Suppose there are two independent Binomial random variables $$ X\sim Binomial(n,p)\\ Y\sim Binomial(n,p+\delta) $$ where $\delta$ is considered to be fixed, and $p$ can vary in $(0,1-\delta)$.
Now consider the following value (sum of two probabilities): $$ \mathbb{P} \left( X\geq(p+\frac{\delta}2)\cdot n \right) +\mathbb{P} \left( Y\leq(p+\frac{\delta}2)\cdot n \right) $$
My question is: Which value of $p$ maximizes the above quantity? My intuition and simulation both says that when $p+\frac{\delta}2=1/2$, the value takes its maximum. It seems to be a very easy problem, but I could not prove it. Any thoughts or ideas would be greatly appreciated!
Edit: Let's suppose that nn is even, so that we can have an integer as threshold when $p=(1−\delta)/2p=(1-\delta)/2$.

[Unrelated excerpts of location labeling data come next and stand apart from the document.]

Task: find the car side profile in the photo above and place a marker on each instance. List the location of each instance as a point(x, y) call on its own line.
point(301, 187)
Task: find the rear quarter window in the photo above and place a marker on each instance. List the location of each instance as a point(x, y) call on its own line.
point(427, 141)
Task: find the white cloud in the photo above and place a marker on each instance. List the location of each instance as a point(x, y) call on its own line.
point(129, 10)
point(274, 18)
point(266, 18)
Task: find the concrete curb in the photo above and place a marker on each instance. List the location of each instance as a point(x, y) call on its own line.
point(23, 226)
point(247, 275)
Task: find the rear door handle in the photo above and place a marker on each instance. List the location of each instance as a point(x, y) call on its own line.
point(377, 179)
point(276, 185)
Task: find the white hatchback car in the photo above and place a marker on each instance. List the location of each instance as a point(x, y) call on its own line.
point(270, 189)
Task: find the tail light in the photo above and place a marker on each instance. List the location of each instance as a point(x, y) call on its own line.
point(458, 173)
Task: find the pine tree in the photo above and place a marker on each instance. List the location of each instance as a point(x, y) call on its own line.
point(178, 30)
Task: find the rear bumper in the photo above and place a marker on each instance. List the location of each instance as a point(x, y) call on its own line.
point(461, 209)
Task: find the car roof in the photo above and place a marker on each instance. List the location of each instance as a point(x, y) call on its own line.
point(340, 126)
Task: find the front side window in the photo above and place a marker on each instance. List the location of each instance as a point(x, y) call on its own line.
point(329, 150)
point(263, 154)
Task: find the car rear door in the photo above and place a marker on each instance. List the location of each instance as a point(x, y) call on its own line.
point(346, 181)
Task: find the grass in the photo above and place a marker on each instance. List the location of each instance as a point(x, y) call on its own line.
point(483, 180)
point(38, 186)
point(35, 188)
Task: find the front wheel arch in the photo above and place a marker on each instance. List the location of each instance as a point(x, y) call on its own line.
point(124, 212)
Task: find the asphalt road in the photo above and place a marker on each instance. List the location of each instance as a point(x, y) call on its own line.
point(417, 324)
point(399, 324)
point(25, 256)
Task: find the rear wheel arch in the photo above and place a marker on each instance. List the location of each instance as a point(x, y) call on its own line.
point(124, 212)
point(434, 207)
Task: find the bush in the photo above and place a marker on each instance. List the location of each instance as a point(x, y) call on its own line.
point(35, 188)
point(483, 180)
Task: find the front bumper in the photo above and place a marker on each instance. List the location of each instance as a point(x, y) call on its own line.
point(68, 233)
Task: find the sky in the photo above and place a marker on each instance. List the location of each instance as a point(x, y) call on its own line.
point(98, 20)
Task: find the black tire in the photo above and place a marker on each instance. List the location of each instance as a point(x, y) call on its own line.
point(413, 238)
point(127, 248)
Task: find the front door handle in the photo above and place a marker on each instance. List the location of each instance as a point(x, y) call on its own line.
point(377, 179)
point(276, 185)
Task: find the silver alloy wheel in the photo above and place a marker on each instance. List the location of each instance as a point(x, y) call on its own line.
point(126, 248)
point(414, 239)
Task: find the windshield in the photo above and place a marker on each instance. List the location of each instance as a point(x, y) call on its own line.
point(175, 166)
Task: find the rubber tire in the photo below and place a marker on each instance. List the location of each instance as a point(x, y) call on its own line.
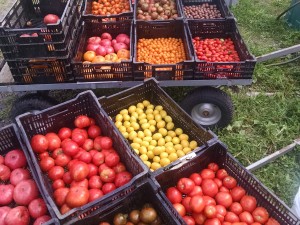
point(214, 96)
point(30, 103)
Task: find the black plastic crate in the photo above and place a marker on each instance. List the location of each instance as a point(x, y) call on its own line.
point(219, 154)
point(139, 195)
point(178, 8)
point(150, 91)
point(10, 140)
point(41, 70)
point(153, 29)
point(243, 69)
point(89, 17)
point(51, 40)
point(220, 5)
point(108, 71)
point(63, 115)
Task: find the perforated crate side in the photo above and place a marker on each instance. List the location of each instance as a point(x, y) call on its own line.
point(10, 140)
point(219, 154)
point(87, 15)
point(221, 6)
point(178, 71)
point(63, 115)
point(243, 69)
point(144, 193)
point(115, 71)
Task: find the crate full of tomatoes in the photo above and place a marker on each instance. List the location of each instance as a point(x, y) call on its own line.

Your conjecture is close, but not quite correct. In the case where $n$ is even, yes, it is true. But in the case where $n$ is odd, you can achieve a slightly probability. Let $$h(n,p,\delta) = \Pr[X \ge (p+\delta/2)n] + \Pr[Y \le (p+\delta/2)n].$$ So for example, let $n = 3$, $\delta = 1/2$, then $$\begin{align*} h(3,p,1/2) &= \Pr[X \ge 3p + 3/4] + \Pr[Y \le 3p + 3/4] \\ &= \sum_{k=\lceil 3p + 3/4\rceil}^3 \binom{3}{k} p^k (1-p)^{3-k} + \sum_{k=0}^{\lfloor 3p + 3/4\rfloor} \binom{3}{k} (p+1/2)^k (1/2-p)^{3-k} \\ &= \begin{cases} \frac{1}{8} \left(-12 p^2+18 p+1\right), & 0 < p < 1/12 \\ \frac{1}{2} \left(6 p^3-6 p^2+3 p+1\right), & p = 1/12 \\ \frac{1}{2} \left(6 p^2-3 p+1\right), & 1/12 < p < 5/12 \\ \frac{1}{8} \left(-24 p^3+12 p^2-6 p+7\right), & p = 5/12 \\ \frac{1}{8} \left(-12 p^2-6 p+7\right), & 5/12 < p < 1/2. \end{cases} \end{align*}$$ It is clear that the maximum is attained when $p \in \{1/12, 5/12\}$, whereas $p = (1-\delta)/2 = 1/4$ does not yield a maximum. The key in the odd case is to choose a value close to $(1-\delta)/2$, but where $$\lceil n(p+\delta/2) \rceil = \lfloor n(p+\delta)/2 \rfloor$$ I leave it to you to find out what these $p$ are.